Taft Stettinius & Hollister LLP

2200 IDS Center

80 South Eighth Street

Minneapolis, Minnesota 55402

 

 

March 14, 2025

Creative Realities, Inc.

13100 Magisterial Drive, Suite 100

Louisville, Kentucky 40223

 

 

Re:

Registration Statement on Form S-3 Filed by Creative Realities, Inc.

 

Ladies and Gentlemen:

 

We have acted as counsel to Creative Realities, Inc., a Minnesota corporation (the “Company”), in connection with the offer and sale by the Company of (i) warrants (the “Warrants”) to purchase up to an aggregate of 777,800 shares of common stock, par value $0.01 per share, of the Company (the “Common Stock”), and (ii) an aggregate of 777,800 shares of Common Stock issuable upon exercise of the Warrants (the “Warrant Shares” and collectively with the Warrants, the “Securities”), pursuant to that certain Settlement Agreement and Fifth Amendment to Merger Agreement dated March 14, 2025 among the Company, Reflect Systems, Inc. and RSI Exit Corporation (the “Settlement Agreement”).
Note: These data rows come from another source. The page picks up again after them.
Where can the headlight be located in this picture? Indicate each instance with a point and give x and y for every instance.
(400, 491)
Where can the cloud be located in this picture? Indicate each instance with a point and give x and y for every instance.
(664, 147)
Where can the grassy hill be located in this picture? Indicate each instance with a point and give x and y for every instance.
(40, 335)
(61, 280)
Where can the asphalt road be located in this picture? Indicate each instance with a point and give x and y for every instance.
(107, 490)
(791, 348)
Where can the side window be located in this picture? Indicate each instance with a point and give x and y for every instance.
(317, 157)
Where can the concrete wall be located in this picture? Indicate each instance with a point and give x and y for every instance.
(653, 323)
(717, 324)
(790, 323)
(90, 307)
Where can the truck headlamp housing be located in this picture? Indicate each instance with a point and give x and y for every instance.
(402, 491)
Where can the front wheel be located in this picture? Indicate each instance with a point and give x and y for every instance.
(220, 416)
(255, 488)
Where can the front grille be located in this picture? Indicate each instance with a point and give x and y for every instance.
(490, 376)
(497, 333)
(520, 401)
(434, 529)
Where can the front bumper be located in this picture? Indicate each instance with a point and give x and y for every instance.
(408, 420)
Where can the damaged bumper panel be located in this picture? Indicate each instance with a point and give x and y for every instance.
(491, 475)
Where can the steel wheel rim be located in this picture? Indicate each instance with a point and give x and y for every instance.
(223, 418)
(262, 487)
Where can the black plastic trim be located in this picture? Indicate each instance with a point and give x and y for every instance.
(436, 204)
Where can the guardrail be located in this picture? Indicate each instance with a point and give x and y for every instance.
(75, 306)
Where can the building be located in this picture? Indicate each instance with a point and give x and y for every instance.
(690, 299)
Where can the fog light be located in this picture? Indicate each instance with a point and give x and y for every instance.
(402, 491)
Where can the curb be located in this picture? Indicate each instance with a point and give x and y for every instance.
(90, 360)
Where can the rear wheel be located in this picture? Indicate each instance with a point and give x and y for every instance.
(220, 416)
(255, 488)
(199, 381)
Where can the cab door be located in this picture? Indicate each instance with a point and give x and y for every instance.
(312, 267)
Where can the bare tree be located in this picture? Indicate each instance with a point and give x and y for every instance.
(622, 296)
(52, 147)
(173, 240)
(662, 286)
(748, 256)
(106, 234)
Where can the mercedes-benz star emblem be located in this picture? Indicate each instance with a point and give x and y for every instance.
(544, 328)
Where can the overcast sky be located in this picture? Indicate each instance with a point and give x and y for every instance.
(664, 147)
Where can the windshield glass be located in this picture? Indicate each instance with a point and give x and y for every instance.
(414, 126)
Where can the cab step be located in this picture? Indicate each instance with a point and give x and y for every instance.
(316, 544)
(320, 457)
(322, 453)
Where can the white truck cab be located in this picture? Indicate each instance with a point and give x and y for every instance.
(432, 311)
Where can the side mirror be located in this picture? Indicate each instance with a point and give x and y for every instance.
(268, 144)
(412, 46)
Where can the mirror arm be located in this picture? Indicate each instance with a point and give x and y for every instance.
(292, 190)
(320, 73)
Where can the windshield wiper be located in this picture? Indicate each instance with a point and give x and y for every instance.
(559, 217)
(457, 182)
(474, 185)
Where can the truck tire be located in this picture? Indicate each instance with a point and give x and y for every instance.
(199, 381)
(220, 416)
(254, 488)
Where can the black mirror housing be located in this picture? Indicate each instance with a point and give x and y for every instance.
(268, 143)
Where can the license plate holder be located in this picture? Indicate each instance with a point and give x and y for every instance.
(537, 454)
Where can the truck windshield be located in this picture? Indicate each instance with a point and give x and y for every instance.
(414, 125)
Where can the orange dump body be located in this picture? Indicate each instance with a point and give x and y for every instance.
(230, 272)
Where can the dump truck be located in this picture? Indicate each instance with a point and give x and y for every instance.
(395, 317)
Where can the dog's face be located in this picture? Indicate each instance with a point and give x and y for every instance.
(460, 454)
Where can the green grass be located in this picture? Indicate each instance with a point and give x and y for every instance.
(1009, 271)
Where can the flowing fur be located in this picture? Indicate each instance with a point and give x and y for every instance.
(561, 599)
The offering and sale of the Securities is included in a Registration Statement on Form S-3 (File No. 333-272202) (the “Registration Statement”) filed by the Company with the Securities and Exchange Commission (the “Commission”) under the Securities Act of 1933, as amended (the “Securities Act”), and declared effective by the Commission on June 6, 2023, and the prospectus supplement dated March 14, 2025 (the “Prospectus Supplement”), supplementing the prospectus dated June 6, 2023 (the “Base Prospectus”).

 

This opinion is being delivered in accordance with the requirements of Item 601(b)(5) of Regulation S-K under the Securities Act.

 

In connection with this opinion, we have examined all documents, records, certificates and matters of law as in our judgment are necessary or appropriate to enable us to render the opinions expressed below.

 

In rendering the opinions expressed herein, we have, without independent inquiry or investigation, assumed that (i) all documents submitted to us as originals are authentic and complete, (ii) all documents submitted to us as copies conform to authentic, complete originals, (iii) all signatures on all documents that we reviewed are genuine, (iv) all natural persons executing documents had and have the legal capacity to do so, (v) all statements in certificates of public officials and officers of the Company that we reviewed were and are accurate and (vi) all representations made by the Company as to matters of fact in the documents that we reviewed were and are accurate.

 

Based on the foregoing, we are of the opinion that:

 

 

1.

The Warrants, when issued and delivered by the Company pursuant to the terms of the Settlement Agreement, against receipt of the consideration provided for in the Settlement Agreement, will be valid and binding obligations of the Company, enforceable against the Company in accordance with their terms; and

 

 

2.

The Warrant Shares have been duly authorized and, if and when issued and delivered by the Company upon exercise of the Warrants in accordance with the terms thereof, including, without limitation, the payment in full of applicable consideration, the Warrant Shares will be validly issued, fully paid and nonassessable.

 

 

 

The opinion set forth in paragraph 1 above is subject to (i) the effect of any applicable bankruptcy, insolvency, reorganization, moratorium or similar law relating to or affecting creditors’ rights generally (including, without limitation, fraudulent conveyance laws) and (ii) the effect of general principles of equity, including, without limitation, concepts of materiality, reasonableness, good faith and fair dealing and the possible unavailability of specific performance or injunctive relief, regardless of whether considered in a proceeding in equity or at law.

 

We are members of the bar of the State of Minnesota and express no opinion as to the laws of any state or jurisdiction. With respect to our opinion in paragraph 1 relating to the enforceability of the Warrants, which by their terms are governed by the laws of the State of Delaware, we have assumed without investigation or review that the internal law of the State of Delaware is identical to the internal law of the State of Minnesota.

 

This opinion is intended solely for your use in connection with the offering and sale of the Securities and is not to be relied upon for any other purpose. This opinion is rendered on, and speaks only as of, the date of this letter first written above, and does not address any potential change in facts or law that may occur after the date of this opinion letter. We assume no obligation to advise you of any fact, circumstance, event or change in the law or the facts that may hereafter be brought to our attention, whether or not such occurrence would affect or modify any of the opinions expressed herein.

 

We hereby consent to the inclusion of this opinion as an exhibit to the Company’s Current Report on Form 8-K filed on March 17, 2025 and further consent to references to us under the caption “Legal Matters” in the Prospectus Supplement. In giving this consent, we do not thereby admit that we are included in the category of persons whose consent is required under Section 7 of the Securities Act or the rules and regulations of the Commission promulgated thereunder.